My heart leaps out of my chest as he steps towards me like a predator .I stand motionless watching his eyes dilate and squirm under his gaze.

He holds my waist and gently places my back against the car door with merely a hair width of space between us.

"Because, I don't want you to spend the night with him in the same house. He is not thw tyoe if guy you can blindly trust. Do you understand ?" My mouth partly opens from the fast beating pulses in my body.

He is standing incredibly close and it is absolutely impossible for me to not look at his lips. When I drag my eyes back to meet his, I find him staring at my lips.

All these feelings that I feel. All these mixed signals that he gives are very hard to comprehend. And momentarily, I realize that I'm jumping into this gutter called risk, which is all about having feelings for a man and having him flip your world upside down and when he leaves, it breaks you. I can't do this, I can't keep putting myself through hell. I lightly push away his shoulder and walk past him brimming with anger.

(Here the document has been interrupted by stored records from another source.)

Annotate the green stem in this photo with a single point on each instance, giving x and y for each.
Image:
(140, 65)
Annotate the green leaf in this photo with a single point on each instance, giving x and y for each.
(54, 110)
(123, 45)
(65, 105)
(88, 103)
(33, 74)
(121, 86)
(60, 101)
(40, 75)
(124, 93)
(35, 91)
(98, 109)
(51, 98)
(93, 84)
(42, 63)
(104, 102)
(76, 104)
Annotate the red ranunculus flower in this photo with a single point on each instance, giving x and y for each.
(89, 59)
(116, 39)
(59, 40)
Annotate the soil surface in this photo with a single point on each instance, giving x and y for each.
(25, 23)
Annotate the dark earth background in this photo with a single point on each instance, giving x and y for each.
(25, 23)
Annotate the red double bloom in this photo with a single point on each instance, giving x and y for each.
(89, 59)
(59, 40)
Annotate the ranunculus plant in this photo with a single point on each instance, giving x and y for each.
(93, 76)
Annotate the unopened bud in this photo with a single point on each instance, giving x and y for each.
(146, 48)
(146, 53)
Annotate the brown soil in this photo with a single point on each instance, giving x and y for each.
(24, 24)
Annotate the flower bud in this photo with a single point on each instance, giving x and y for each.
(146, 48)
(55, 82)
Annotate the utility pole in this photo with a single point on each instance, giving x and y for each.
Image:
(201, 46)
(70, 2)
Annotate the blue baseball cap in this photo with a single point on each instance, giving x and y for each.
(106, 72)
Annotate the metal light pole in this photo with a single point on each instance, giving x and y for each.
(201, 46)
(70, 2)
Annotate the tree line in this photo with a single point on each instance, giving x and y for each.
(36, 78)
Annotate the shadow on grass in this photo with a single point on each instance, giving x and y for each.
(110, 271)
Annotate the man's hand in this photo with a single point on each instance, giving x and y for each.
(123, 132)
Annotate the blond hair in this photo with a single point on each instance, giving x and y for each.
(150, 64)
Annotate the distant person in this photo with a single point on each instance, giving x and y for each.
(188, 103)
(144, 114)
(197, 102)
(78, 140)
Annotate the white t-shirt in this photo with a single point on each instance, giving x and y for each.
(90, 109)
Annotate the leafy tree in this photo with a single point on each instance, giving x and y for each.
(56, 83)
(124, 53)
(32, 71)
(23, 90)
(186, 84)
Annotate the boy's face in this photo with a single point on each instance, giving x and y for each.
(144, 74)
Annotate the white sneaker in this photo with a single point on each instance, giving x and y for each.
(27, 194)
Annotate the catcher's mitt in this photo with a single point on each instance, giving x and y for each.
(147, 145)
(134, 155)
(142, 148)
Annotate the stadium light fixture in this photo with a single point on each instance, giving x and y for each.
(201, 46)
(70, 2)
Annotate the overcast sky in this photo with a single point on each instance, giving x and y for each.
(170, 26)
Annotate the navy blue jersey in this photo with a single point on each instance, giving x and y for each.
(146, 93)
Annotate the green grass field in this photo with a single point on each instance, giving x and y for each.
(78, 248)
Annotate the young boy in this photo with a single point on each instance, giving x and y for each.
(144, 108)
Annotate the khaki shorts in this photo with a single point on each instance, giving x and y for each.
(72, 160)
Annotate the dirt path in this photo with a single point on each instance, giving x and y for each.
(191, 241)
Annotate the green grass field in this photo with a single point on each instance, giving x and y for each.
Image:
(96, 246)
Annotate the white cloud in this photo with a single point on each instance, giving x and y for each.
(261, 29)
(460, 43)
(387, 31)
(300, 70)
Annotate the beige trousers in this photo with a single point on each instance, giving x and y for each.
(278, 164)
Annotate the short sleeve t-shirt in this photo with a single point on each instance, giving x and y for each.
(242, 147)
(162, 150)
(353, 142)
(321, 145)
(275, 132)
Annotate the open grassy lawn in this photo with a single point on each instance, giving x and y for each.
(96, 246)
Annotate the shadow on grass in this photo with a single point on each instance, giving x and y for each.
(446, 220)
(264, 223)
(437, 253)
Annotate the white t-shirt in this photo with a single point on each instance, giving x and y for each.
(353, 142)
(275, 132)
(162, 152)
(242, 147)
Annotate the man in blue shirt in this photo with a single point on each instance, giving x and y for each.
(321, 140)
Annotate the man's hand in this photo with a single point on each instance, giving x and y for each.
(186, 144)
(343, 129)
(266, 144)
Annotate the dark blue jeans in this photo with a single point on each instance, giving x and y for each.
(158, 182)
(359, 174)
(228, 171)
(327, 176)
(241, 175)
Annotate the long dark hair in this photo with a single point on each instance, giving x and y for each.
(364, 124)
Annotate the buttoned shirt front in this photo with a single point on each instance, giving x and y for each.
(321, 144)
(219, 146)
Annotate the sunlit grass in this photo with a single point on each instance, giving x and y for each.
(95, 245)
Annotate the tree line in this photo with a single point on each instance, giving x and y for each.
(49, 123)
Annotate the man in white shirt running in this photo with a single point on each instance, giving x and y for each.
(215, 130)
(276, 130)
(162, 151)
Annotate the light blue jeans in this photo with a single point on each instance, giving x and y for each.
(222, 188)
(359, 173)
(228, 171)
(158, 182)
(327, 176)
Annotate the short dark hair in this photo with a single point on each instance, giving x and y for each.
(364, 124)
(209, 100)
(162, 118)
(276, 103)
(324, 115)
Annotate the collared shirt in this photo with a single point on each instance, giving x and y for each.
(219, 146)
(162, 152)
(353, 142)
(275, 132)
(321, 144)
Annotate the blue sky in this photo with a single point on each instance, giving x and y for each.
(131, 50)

I swiftly turn around. " What do you want Dylan ! What is it that you want from me? I'm really getting sick of this. Its been merely a week since we met and you keep coming back. Over and over again. Why do you keep coming back? Why?" I run out of breath due to my outburst as I notice him walk towards me. But as he slowly inches to me, instead of glancing at me, he marches past me back to the stone he was previously sitting on.